While President Recep Tayyip Erdogan may be a target for those who love Castro, his government has strived to maintain ties with the regime. Erdogan, who frequently rails against leftists in his home country, visited Cuba and met with high-ranking officials to discuss bilateral agreements. Erdogan repeatedly lobbied for the atheist communist government to allow Turkey to build a mosque in the country, modeled after a mosque in Istanbul, despite the nearly non-existent Muslims presence in Cuba. Erdogan has repeatedly asserted that he believes Muslim explorers reached the island of Cuba before Christopher Columbus; he bases this belief on Columbus’s comparison to the hills of Cuba to the architecture of mosques at a time, despite the fact that Columbus makes clear he is describing a natural formation.
Cuba’s government, a serial religious freedom violator, denied Erdogan’s appeal to build the mosque.

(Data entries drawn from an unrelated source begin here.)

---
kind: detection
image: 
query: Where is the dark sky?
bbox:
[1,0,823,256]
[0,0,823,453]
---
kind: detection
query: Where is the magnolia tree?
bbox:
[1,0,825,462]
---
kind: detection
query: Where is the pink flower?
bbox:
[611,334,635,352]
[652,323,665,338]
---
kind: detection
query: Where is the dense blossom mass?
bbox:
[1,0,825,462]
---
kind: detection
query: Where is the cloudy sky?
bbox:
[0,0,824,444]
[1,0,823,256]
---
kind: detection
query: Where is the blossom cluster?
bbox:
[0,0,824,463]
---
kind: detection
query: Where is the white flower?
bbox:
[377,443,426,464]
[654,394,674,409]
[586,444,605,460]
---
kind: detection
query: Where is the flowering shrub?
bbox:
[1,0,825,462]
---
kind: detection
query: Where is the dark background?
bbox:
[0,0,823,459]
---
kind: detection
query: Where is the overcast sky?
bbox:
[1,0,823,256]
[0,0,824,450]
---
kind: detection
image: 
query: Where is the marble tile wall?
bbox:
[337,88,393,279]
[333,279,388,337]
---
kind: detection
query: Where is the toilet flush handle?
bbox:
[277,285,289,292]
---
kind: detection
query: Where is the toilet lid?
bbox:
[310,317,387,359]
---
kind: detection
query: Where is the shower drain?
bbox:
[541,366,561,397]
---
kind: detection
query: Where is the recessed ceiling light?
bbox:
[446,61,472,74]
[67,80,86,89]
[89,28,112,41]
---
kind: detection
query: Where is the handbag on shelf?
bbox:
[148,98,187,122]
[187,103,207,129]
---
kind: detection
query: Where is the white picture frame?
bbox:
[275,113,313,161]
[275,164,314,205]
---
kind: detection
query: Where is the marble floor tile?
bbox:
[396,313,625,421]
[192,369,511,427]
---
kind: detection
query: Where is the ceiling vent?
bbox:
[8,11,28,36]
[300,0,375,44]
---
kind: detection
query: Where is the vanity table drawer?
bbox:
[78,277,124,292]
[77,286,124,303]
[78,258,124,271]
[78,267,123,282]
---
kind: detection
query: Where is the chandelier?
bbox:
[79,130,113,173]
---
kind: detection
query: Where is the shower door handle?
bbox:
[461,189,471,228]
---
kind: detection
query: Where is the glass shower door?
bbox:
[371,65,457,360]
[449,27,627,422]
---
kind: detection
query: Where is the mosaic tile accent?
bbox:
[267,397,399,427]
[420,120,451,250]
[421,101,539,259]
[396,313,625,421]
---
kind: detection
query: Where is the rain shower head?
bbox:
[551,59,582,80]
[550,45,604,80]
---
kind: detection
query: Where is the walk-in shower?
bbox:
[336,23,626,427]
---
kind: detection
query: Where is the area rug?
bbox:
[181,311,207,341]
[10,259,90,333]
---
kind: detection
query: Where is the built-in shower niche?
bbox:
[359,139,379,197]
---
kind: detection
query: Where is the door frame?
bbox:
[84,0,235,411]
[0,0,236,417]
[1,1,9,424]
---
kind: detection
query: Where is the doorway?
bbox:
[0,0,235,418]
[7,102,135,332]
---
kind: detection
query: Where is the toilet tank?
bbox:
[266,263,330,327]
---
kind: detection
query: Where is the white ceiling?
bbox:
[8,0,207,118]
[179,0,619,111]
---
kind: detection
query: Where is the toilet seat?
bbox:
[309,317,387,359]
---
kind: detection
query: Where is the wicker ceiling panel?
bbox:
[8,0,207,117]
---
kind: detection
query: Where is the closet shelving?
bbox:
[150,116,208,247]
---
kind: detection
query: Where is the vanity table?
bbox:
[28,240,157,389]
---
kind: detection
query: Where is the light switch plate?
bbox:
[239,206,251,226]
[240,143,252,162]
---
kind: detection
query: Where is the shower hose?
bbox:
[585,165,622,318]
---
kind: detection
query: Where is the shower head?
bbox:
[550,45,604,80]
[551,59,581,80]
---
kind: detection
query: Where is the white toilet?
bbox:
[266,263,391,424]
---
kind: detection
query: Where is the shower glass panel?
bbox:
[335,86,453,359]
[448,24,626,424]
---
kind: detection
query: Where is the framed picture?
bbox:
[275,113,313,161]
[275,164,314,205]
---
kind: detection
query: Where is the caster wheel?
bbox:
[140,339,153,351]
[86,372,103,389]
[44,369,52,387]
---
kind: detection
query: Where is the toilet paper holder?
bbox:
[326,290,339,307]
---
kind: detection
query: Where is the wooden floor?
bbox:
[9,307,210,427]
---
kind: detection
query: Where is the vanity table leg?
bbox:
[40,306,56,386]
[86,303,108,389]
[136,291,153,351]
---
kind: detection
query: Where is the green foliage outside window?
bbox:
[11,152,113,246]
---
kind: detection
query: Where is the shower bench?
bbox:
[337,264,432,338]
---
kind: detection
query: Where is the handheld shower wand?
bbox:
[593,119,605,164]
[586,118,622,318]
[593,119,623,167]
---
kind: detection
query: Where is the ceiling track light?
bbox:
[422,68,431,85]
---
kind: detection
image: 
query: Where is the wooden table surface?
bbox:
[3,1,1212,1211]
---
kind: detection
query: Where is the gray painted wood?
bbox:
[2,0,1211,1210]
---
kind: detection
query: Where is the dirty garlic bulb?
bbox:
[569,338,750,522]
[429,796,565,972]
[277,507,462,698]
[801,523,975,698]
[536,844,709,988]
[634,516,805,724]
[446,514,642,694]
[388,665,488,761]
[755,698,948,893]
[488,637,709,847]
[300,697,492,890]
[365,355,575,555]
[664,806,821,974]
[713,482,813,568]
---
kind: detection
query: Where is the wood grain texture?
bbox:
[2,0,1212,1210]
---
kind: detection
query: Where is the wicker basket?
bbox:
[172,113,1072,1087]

Fidel Castro’s regime has been responsible for the death, torture, and enslavement of tens of thousands of Cubans, specifically targeting gay and religious Cubans, who were seen as “counter-revolutionary” and thus worthy of elimination. Many of these were forced into labor camps known as the UMAP (“Military Units to Aid Production”), a favorite torture center for LGBT Cubans, Seventh-Day Adventists, and Jehovah’s Witnesses. Studies on the UMAP found that an estimated 30,000 Cubans were forced to toil in the UMAP while the system was active.